I've been prepping for my end of year exams and I'm having difficulties answering this particular question. I don't recall the rules for these types of questions, any help with the solving methodology would be appreciated. Thanks!
There are n identical black balls and n identical white balls. A blue box contains 3 black balls and n−3 white balls. A red box contains n−3 black balls and 3 white balls. A ball is taken at random from the red box and put in the blue box. A ball is then taken at random from the blue box.
(A) Find the probability, in terms of n, that the ball taken from the blue box is:
i) black
ii) White
(B) Find the probability, in terms of n , that the first ball is black given that the second is white.

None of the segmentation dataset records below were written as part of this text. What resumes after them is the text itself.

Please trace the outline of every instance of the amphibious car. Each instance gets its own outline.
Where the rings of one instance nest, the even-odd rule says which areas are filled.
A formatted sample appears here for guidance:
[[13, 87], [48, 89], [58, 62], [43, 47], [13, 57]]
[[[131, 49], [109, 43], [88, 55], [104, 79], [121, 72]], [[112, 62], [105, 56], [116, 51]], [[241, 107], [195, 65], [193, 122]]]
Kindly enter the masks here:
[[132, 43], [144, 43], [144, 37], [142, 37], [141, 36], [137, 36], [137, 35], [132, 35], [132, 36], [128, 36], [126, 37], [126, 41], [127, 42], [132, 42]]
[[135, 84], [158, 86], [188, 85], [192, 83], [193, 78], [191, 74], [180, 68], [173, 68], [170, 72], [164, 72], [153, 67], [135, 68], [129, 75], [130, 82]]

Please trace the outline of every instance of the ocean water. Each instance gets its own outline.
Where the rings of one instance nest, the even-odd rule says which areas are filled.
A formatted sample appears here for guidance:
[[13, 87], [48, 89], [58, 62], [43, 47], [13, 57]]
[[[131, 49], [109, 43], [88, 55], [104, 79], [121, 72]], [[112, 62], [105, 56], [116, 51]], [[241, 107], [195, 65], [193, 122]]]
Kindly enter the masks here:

We will use the phrases "$1^{\text{st}}$" and "$2^{\text{nd}}$" to mean, respectively, the ball being drawn from the red box (then put in the blue box) and the ball subsequently drawn from the blue box. [This is consistent with the phrasing of part (B) in the question.] Also, we'll use the obvious labels "$\text{B}$" and "$\text{W}$" for black and white.
(A) There are two possibilities: either $1^{\text{st}}$ is $\text{B}$, or $1^{\text{st}}$ is $\text{W}$. The probability that $1^{\text{st}}$ is $\text{B}$ is $\,\frac{n-3}{n},\,$ and in that case the probability that $2^{\text{nd}}$ is $\text{B}$ is $\,\frac{4}{n+1},\,$ and the probability that $2^{\text{nd}}$ is $\text{W}$ is $\,\frac{n-3}{n+1}.\,$ The computations will be similar for the cases when $1^{\text{st}}$ is $\text{W}$.
Then for (i) we have that
$$ \color{white}{text}\\ \begin{align} P\;[2^{\text{nd}} \text{is B}]&=P\;[1^{\text{st}} \text{is B}\; \land \; 2^{\text{nd}} \text{ is B}] + P\;[1^{\text{st}} \text{is W} \land 2^{\text{nd}} \text{ is B}]\\[2ex] &=\left(\frac{n-3}{n}\right)\left(\frac{4}{n+1}\right)+ \quad...\\ \color{white}{text} \end{align} $$
Can you complete it from there? Part (ii) should be quite similar.
(B) This is asking for $\,P\;[1^{\text{st}} \text{is B} \mid 2^{\text{nd}} \text{ is W}].$ Using the formula $\,P\;[B \mid A] = \frac{P\;[B \land A]}{P\;[A]},\,$ we get
$$ \color{white}{text}\\ \begin{align} P\;[1^{\text{st}} \text{is B} \mid 2^{\text{nd}} \text{ is W}] &= \frac{P\;[1^{\text{st}} \text{is B} \land 2^{\text{nd}} \text{ is W}]}{P\;[2^{\text{nd}} \text{ is W}]}\\[2ex] &= \quad ...\\[2ex] \color{white}{text}\\ \end{align} $$
where both the numerator and denominator would already have been computed in part (A).